The main strategy employed by ENCODE has been the identification of candidate functional elements using genome-wide biochemical assays associated with specific classes of DNA elements. This approach has been augmented by comparison of sequences and candidate elements across species. The term functional elements is used here to refer to genes (protein-coding and non-coding) and regulatory regions. Decades of gene regulation studies have identified mechanistic events (such as changes in chromatin structure and protein occupancy) that are being used to make predictions of regulatory elements; given that the accuracy of any untested prediction is unknown, the term candidate functional elements is used here. As many functional elements are manifest only in specific cellular contexts, multiple cell types have been interrogated to maximize discovery of candidate elements. A portion of ENCODE’s effort has been devoted to analysis of the mouse genome, as annotation of the mouse genome has facilitated understanding of the human genome.
Candidate functional elements that have been identified by ENCODE include genes, RNA transcripts, regulatory elements encoded in DNA (including enhancers, promoters, and insulators) and regulatory elements acting at the RNA level (including those that regulate splicing, translation, and RNA stability). ENCODE has used genomic methods (e.g., RNA-seq, ChIP-seq, DNase-seq) based on biochemical assays that have been developed and widely used by the research community to study gene regulation.

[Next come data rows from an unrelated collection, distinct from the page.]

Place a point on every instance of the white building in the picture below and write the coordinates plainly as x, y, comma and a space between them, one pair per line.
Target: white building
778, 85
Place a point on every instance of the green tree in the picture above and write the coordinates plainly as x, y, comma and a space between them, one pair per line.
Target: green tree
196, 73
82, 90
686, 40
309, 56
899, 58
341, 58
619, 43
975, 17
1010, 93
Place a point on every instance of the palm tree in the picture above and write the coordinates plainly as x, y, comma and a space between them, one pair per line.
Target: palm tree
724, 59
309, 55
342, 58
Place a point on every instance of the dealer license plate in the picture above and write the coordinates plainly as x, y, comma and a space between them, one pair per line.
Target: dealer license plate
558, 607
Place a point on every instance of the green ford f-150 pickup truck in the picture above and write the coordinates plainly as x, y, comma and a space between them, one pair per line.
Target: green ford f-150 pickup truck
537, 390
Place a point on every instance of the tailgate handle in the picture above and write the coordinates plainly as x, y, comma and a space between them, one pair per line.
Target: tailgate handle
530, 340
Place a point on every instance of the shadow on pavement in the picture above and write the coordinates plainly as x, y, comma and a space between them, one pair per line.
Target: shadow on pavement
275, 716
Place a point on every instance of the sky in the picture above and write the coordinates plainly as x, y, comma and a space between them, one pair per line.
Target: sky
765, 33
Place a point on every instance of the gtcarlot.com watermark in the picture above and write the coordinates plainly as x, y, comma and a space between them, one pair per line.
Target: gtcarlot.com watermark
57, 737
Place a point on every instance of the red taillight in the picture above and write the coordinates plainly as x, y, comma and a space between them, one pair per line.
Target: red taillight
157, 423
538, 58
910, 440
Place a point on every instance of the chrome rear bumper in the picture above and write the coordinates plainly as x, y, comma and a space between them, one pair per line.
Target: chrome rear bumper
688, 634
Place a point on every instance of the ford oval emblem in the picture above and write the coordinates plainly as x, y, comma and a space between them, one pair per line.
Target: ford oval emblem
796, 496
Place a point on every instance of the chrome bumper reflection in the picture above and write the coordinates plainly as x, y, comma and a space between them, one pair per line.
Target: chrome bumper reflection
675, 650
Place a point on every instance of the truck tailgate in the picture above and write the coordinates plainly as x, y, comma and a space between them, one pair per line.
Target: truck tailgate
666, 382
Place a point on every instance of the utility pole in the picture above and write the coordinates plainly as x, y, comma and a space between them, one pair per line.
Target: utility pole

These assays, which map features that have been mechanistically linked to gene regulation, have been used by epigenomics projects (such as ENCODE, the Roadmap Epigenomics Mapping Centers [REMC], and the International Human Epigenome Consortium [IHEC]), as well as many individual investigators in the research community to identify candidate functional regions of the genome.
The current phase of ENCODE includes these components:
- Mapping centers are conducting high-throughput data-generation experiments to map biochemical activities to identify candidate functional elements in the human and mouse genomes.
- Characterization centers are developing and applying generalizable approaches to characterize the role of candidate functional elements in specific biological contexts.
- Computational analysis projects are piloting new applications of ENCODE data.
- The Data Coordination Center (DCC) processes and shares metadata and data, and provides a portal for the community to visualize and download data.
- The Data Analysis Center (DAC) specifies and updates data processing pipelines and quality metrics for major data types, designs and also performs integrative analysis of ENCODE data to update and refine the Encyclopedia (a major ENCODE product for the research community).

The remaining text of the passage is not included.